RAMajd's daily notes

Notes about challenges I face during my day to day work

Bypassing C++ Private Access Modifiers using templates

1. Introduction

In C++, access modifiers like private and protected are fundamental pillars of encapsulation. They prevent external code from tampering with an object's internal state. However, sometimes—whether you are writing a deep testing framework, a serialization library, or debugging legacy code—you desperately need to access a private member without modifying the target class.

While many developers resort to the classic (and illegal) #define private public hack, it triggers Undefined Behavior under the C++ Standard due to One Definition Rule (ODR) violations.

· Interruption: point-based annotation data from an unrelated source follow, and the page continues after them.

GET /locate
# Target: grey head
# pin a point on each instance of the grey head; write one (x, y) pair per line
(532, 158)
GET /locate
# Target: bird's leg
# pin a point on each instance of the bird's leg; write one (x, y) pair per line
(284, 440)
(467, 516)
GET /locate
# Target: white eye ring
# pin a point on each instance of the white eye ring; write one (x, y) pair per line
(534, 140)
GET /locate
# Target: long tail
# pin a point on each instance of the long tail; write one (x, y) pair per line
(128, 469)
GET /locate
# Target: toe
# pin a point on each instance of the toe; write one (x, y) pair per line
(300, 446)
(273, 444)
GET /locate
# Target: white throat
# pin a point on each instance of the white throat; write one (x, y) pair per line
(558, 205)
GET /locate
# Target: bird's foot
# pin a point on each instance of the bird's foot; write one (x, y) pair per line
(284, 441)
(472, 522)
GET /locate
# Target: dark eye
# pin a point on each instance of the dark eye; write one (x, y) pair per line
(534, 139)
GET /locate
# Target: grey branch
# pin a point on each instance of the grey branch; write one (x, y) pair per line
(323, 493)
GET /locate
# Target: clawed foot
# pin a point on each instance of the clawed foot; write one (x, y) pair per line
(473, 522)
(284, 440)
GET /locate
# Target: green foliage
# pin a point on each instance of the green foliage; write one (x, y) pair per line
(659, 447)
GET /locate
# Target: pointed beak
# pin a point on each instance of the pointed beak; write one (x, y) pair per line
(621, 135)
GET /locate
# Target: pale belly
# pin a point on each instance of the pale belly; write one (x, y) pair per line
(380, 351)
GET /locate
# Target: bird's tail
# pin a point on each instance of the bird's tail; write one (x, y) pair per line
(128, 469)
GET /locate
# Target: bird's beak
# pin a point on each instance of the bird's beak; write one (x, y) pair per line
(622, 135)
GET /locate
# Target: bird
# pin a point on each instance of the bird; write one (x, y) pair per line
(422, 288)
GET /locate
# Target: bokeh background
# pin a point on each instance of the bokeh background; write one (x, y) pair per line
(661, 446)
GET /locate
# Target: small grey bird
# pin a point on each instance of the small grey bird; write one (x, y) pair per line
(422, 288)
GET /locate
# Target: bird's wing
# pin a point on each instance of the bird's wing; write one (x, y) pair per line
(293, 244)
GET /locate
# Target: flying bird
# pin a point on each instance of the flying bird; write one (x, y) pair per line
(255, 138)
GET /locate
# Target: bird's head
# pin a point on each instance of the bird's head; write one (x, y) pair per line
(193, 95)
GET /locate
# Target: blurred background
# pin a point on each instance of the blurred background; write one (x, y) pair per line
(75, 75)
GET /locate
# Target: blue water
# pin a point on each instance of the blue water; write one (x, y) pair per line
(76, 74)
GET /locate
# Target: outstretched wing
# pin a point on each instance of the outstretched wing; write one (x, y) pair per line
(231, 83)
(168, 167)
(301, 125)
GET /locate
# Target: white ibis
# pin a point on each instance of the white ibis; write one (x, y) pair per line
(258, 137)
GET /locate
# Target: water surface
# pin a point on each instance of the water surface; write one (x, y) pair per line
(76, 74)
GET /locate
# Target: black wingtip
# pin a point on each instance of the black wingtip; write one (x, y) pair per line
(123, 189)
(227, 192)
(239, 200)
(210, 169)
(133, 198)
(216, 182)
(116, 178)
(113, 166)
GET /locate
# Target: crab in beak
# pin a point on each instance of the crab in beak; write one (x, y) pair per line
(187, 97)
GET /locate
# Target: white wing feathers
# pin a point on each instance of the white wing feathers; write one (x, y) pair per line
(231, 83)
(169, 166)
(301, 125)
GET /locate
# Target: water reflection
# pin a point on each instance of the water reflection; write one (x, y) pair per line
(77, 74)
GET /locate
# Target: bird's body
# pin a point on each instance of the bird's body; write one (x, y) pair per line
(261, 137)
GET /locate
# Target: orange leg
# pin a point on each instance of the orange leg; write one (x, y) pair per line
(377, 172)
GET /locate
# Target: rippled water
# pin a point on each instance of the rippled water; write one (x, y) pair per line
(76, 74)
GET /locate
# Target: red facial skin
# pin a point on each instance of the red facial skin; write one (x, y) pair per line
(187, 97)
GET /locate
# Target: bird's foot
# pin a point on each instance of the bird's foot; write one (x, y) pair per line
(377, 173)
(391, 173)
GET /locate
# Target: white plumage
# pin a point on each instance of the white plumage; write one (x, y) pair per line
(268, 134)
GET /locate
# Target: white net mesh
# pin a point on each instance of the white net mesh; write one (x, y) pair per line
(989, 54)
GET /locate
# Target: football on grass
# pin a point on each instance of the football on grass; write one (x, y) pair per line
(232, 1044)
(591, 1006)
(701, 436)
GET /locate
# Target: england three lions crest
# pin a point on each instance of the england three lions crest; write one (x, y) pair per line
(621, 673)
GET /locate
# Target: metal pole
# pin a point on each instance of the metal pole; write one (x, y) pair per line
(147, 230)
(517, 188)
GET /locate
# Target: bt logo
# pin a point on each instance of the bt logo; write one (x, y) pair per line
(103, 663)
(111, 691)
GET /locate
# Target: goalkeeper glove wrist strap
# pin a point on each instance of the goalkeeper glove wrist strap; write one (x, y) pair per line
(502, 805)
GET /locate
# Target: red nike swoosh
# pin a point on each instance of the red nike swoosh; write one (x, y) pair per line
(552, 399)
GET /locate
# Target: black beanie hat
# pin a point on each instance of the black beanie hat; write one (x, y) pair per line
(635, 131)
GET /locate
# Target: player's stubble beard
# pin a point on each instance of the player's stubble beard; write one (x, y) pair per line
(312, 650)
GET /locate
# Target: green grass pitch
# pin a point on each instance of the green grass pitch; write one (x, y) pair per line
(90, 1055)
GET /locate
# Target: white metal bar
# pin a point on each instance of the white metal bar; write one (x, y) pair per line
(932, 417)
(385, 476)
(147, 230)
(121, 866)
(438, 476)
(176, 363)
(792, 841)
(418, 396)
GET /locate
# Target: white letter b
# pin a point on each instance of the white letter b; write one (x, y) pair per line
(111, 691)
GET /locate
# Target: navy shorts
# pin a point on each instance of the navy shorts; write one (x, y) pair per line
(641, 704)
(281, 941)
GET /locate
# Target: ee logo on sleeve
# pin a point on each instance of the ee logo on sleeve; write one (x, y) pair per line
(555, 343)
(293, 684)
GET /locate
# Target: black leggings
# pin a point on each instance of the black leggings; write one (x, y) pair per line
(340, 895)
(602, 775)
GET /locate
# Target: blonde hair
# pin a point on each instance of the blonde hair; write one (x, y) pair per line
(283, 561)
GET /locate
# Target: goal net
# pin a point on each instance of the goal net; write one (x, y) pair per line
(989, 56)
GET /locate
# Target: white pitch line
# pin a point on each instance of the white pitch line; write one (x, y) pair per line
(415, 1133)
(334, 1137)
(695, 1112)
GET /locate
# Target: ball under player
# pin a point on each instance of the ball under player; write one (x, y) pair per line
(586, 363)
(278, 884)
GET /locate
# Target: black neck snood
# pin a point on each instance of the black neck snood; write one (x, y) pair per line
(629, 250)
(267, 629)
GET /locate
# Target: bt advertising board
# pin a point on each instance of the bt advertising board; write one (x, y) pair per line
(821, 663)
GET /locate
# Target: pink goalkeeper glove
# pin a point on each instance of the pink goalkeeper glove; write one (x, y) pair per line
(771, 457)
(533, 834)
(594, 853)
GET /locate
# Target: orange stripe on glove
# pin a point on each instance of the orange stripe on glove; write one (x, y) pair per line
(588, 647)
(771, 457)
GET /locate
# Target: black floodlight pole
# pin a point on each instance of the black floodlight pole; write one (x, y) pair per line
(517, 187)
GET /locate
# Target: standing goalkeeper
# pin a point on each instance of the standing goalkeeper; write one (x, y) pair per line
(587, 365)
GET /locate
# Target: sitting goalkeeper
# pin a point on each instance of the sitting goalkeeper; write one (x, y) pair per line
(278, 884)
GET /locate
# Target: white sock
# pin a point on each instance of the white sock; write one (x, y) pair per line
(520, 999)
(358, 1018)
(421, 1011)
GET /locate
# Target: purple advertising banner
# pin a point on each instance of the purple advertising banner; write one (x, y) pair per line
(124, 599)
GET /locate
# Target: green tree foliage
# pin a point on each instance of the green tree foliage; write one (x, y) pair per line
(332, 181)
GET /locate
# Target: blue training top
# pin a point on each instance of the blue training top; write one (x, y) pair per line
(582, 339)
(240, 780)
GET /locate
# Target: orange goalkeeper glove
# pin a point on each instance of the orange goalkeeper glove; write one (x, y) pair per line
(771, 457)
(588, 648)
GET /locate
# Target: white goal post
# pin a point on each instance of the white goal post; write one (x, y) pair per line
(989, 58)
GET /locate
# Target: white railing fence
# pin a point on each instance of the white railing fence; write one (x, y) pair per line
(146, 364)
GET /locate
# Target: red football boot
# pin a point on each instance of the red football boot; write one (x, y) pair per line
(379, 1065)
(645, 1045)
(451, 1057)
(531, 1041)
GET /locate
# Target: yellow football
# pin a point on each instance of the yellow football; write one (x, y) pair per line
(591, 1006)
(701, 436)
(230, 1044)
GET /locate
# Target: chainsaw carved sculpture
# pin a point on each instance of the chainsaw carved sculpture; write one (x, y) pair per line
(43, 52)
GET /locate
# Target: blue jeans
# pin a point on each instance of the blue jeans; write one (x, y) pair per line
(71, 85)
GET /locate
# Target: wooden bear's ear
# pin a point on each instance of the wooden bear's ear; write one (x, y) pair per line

Fortunately, there is a 100% standard-compliant, legal loophole that bypasses private access without triggering undefined behavior. In this post, we will describe the this solution which uses themplete explicit instantiations.

2. The Code Snippet

Here is the complete implementation of the "thief" pattern:

namespace private_access {

template <typename PtrType, PtrType Ptr, typename Tag>
struct thief {
  friend PtrType steal(Tag) { return Ptr; }
};

}  // namespace private_access


#define PRIVATE_ACCESS_FIELD(CLASS, TYPE, MEMBER, NAME)                         \
  namespace private_access {                                                    \
  struct NAME##_tag {                                                           \
    using type = TYPE CLASS::*;                                                 \
    friend type steal(NAME##_tag);                                              \
  };                                                                            \
  template struct thief<TYPE CLASS::*, &CLASS::MEMBER, NAME##_tag>;             \
  inline TYPE &NAME(CLASS &o) { return o.*steal(NAME##_tag{}); }                \
  inline const TYPE &NAME(const CLASS &o) { return o.*steal(NAME##_tag{}); }    \
  }

3. How It Works: The Loophole

The entire exploit relies on a single, fascinating rule buried in the ISO C++ Standard:

C++ Standard Loophole: Access controls (private / protected) are not checked or enforced during explicit template instantiations.

Even though &CLASS::MEMBER points to a private field, passing it as a template argument inside an explicit instantiation (template struct thief<...>;) is perfectly legal. The compiler will gladly process it and bake the pointer into the generated structure.

3.1. The Mechanism Break Down

  1. The Vault (thief struct): The template struct thief defines a global friend function called steal(Tag) inside its body. Because it's defined inside the template, it isn't actually generated until the template is instantiated. When it is generated, it returns the private member pointer.
  2. The Tag Generation (NAME##_tag): The macro creates a unique struct type for each field you want to steal. This ensures we don't pollute the global scope or cause collisions between different stolen members. It also forward-declares the steal function matching that tag.
  3. The Payload (Explicit Instantiation): The macro invokes:

    template struct thief<TYPE CLASS::*, &CLASS::MEMBER, NAME##_tag>;
    

    This forces the compiler to instantiate the thief struct with your private member pointer. As it ignores access checks here, the steal function is injected into the namespace, permanently caching your private pointer.

  4. The Cleaner Interface: Finally, it provides two handy wrapper functions (NAME(CLASS &o)) that leverage the pointer-to-member operator (.*) to expose the field cleanly.

4. Real-World Example

Let's see it in action against a hypothetical BankVault class holding a private secret:

#include <iostream>

class BankVault {
private:
    int secret = 999;
};

// Apply our macro to create an accessor named "get_secret"
PRIVATE_ACCESS_FIELD(BankVault, int, secret, get_secret)

int main() {
    BankValult v;

    int value = private_access::get_secret(v); // value = 999

    // Modify the private member!
    private_access::get_secret(v) = 12;
}

5. Conclusion

This approach is highly robust because it adheres completely to standard language specifications, meaning the compiler cannot optimize it away as "invalid code." It is widely used in serious engineering frameworks (like advanced testing harnesses or serialization libraries) where modifying source definitions isn't an option.

However, remember the golden rule of software engineering: Just because you can, doesn't mean you should. Use this superpower strictly for testing, debugging, or tooling—never as a shortcut to bypass proper architectural encapsulation in production code.